The Mixed Reviews of Emily Rose
The Exorcism of Emily Rose stirs up a film critics' fracas. Plus, reviews of The Man, An Unfinished Life, Echoes of Innocence, and further responses to The Constant Gardener and Underclassman.
by Jeffrey Overstreet | posted 10/29/2009 10:34AM
Art or merely entertainment? Thought-provoking exploration or Christian propaganda? Scary or annoying?
Critics are severely divided over writer/director Scott Derrickson's horror film The Exorcism of Emily Rose. A Christian with strong convictions about art, Derrickson says that he intended to make a scary movie that provokes audiences to leave the film discussing spiritual issues. He stresses that he did not want to preach, but to give viewers room to decide for themselves whether they think the devil exists. (Describing his movie, he's as likely to mention Kurosawa's Rashomon, with its multiple perspectives on a matter, as he is to bring up Friedkin's The Exorcist.)
Audiences, ignoring the reviews as usual, rushed out to see this troubling story about a suffering young woman, her doctors, her family, and her priest. The film "possessed" the box office in its opening weekend, earning $30 million instead of the $10 million to $20 million that analysts predicted, trailing only Sweet Home Alabama and Rush Hour in the record books of September openings.
Mainstream critics across the country hurled all sorts of accusations at the film. In Slate, David Edelstein rants that "The movie's overriding themes aren't novel. Many biblical scholars (even those without Doubt) have argued that one reason Christianity took hold in the Western World was the church's insistence that demons—and their overlord, Satan—exist. They needed demons to make God a necessity, not a luxury. Meanwhile, The Exorcism of Emily Rose takes us back about four centuries, to when mental illness was often interpreted as demonic possession." He adds that the acting is "unusually bad—atrocious, even," and the dialogue is "rattled off at a screwball-newspaper-comedy clip, the better to propel us into the courtroom and the hellish flashbacks."
The Hollywood Reporter's review reads, "The filmmakers argue that these courtroom scenes show a balanced argument, but the structure of the film sabotages them. It's told from the point of view of the defense, so supernatural happenings are presented as concrete events. Derrickson's characters are reduced to ciphers in a theological debate."
A.O. Scott (New York Times) calls it "a fascinating cultural document in the age of intelligent design." He concludes that the film is "propaganda disguised as entertainment."
But Roger Ebert (Chicago Sun-Times) takes a more thoughtful approach: "Somehow the movie really never takes off into the riveting fascination we expect in the opening scenes. Maybe it cannot; maybe it is too faithful to the issues it raises to exploit them."
Meanwhile, Christian film critics everywhere praised it as an admirable provocation to discussion.

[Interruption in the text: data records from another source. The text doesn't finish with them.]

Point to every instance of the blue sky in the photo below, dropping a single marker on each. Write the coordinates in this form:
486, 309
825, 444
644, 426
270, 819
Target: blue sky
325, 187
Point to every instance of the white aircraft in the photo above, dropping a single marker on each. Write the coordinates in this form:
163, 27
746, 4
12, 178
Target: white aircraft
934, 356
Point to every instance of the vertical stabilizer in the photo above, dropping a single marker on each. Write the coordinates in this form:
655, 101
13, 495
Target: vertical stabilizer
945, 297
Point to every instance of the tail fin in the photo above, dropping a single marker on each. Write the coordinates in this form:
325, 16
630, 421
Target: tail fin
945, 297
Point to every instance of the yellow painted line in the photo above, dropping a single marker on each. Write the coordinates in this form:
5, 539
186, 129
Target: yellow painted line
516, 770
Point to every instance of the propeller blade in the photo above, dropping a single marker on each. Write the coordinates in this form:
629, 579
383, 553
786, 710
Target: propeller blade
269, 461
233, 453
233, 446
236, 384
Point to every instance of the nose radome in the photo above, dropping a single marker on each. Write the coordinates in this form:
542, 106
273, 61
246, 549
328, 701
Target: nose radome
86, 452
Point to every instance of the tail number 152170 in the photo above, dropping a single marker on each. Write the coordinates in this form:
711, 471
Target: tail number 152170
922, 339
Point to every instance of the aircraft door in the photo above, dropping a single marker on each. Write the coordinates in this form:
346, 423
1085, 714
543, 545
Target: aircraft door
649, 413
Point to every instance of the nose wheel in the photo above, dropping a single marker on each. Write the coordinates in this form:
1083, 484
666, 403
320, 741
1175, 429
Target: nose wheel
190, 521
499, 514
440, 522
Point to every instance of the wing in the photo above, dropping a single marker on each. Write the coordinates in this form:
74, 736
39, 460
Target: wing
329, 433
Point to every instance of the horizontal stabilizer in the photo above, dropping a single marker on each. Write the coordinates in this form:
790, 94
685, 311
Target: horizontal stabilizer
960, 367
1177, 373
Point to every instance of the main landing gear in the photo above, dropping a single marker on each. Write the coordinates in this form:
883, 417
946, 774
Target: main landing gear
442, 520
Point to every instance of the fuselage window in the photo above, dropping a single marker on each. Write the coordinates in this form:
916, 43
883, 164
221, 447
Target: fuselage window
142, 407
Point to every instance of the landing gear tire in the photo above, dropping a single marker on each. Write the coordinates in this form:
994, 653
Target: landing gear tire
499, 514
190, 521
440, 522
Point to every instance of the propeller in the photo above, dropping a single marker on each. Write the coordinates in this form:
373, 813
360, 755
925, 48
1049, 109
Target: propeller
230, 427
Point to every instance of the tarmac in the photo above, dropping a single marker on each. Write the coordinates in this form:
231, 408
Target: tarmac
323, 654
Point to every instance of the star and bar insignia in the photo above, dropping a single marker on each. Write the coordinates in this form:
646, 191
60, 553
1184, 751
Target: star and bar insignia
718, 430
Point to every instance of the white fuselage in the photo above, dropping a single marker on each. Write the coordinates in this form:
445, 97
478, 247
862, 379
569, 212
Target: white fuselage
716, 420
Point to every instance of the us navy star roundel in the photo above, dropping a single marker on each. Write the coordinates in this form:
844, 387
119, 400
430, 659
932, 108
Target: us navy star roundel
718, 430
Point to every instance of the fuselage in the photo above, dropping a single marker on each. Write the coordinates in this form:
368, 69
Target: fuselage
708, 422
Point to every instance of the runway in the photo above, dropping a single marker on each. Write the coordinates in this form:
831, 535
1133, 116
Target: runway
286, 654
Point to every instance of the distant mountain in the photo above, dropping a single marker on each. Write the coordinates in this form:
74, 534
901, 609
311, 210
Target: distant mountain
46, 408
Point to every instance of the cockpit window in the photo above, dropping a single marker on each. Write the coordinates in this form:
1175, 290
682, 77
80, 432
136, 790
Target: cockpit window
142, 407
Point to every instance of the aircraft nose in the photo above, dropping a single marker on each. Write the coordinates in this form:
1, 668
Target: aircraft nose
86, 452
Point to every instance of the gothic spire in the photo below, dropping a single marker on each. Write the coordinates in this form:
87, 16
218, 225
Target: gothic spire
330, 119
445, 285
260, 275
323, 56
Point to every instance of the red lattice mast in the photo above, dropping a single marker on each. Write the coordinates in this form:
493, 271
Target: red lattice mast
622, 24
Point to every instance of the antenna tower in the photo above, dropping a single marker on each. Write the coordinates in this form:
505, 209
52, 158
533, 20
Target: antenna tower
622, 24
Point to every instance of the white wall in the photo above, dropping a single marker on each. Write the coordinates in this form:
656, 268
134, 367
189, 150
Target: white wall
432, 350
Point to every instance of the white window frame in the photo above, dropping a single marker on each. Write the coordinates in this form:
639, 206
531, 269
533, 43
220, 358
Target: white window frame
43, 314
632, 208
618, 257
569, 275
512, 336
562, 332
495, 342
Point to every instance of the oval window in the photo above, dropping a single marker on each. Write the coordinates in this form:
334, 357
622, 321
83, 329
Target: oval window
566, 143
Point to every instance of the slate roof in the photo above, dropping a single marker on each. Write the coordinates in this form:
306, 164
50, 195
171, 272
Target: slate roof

Personally, I found the film truly troubling—in a good way. Derrickson made the proceedings seem very real—at least his depiction of possession. (The Law and Order-style courtroom scenes feel more contrived.) He wisely avoids embellishing the details of demon possession with gratuitous special effects or gross-out sensationalism, adding just enough of the familiar genre conventions for it to qualify as "a horror flick." Poor Emily's affliction is portrayed in a manner consistent with testimonies and documented cases, and it is a terrifying and perplexing sight, this mix of familiar symptoms (epileptic fits, multiple personalities) and seemingly supernatural transformations.
While the film is far from uplifting, it can be described as "redemptive" in that it exposes evil without becoming sensationalistic or gratuitous. Believers will be pleased to see that, in Derrickson's story, while the damage done by possession is dismaying, it is ultimately God Almighty who has the last word.